しらかば法律事務所TOPメディア旭川 連載記事 世論遊論 『酒と泪と男と司法試験』 > 第86杯「江戸言葉?」

メディア旭川 連載記事
世論遊論 『酒と泪と男と司法試験』

第86杯「江戸言葉?」

江戸時代から用いられている言葉として「粋(いき)」があります。その意味は、江戸時代に生じた美的感覚、心意気で、身なりや振る舞いが洗練されていることとされています。「いなせ」も同じような意味です。江戸時代に若者の間で流行した髪型に由来しており、粋に比べて若者に対して用いられる傾向にあります。また、「小」をつけることも昔からの言葉の使い方だと思います。「小粋」何となくあか抜けている、ちょっとあか抜けている。江戸落語で名前に「小」を付けるのも同じ趣旨かな。

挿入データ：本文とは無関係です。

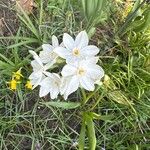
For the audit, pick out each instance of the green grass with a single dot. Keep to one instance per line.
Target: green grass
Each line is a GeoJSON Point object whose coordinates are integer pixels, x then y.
{"type": "Point", "coordinates": [123, 102]}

小金治、小三治、小円遊など。師匠の弟子である、何となく名人の域に近づいてきた、といった意味でしょうか。ちょっとした面白い話のことを「小話」、胸がすっとする快さのことを「小気味良い」といいます。

次に、外で食事をする際も、江戸で使われていたと思われる言葉があります。「定番」「おきまり」「並」。全部、同じ意味です。江戸前の握り寿司、東京湾の魚介を用いた寿司を注文するときに使います。「おきまり」が小気味よくて、江戸っ子らしいさっぱりした感じがします。そうそう、握り寿司の具材のことを「タネ」といい、それを逆さ読みしたのが「ネタ」であるそうです。江戸前の握り寿司の「ネタ」は、ひと工夫された仕事がなされているのが良い。例えば、①酢で締める。サバ、コハダ、シンコ、アジなど。②漬ける。ヅケにする。ヅケマグロ。③煮る。煮つめを塗る。アナゴ、ハマグリなど。④茹でる。エビ・タコなど。これらが「ネタ」と言われてきました。あと、⑤焼く。卵焼きも「ネタ」です。江戸時代、寿司は、屋台で売られていたファストフードだったそうです。生のままでは、すぐに傷んでもたないので、酢で締めたり、熱を加えたりしたのだろうな。東京の寿司屋で、昔ながらの、江戸前の握り寿司を食べてみたいです。

食事が終わり、店を出る前に会計をする際、「おあいそ」という言葉が使われることがあります。ぼくは「チェック」「会計」という言葉は使いますが、「おあいそ」という言葉は使わないことにしています。「おあいそ」は、「お愛想」で、店側が使う言葉であり、それも気に入らない客に対して「愛想が尽きた」の意味で使う言葉らしいので、一見の客から使う言葉ではないと考えています。

昔から使われて続けてきた言葉は、それなりの意味があって、興味深いなと思います。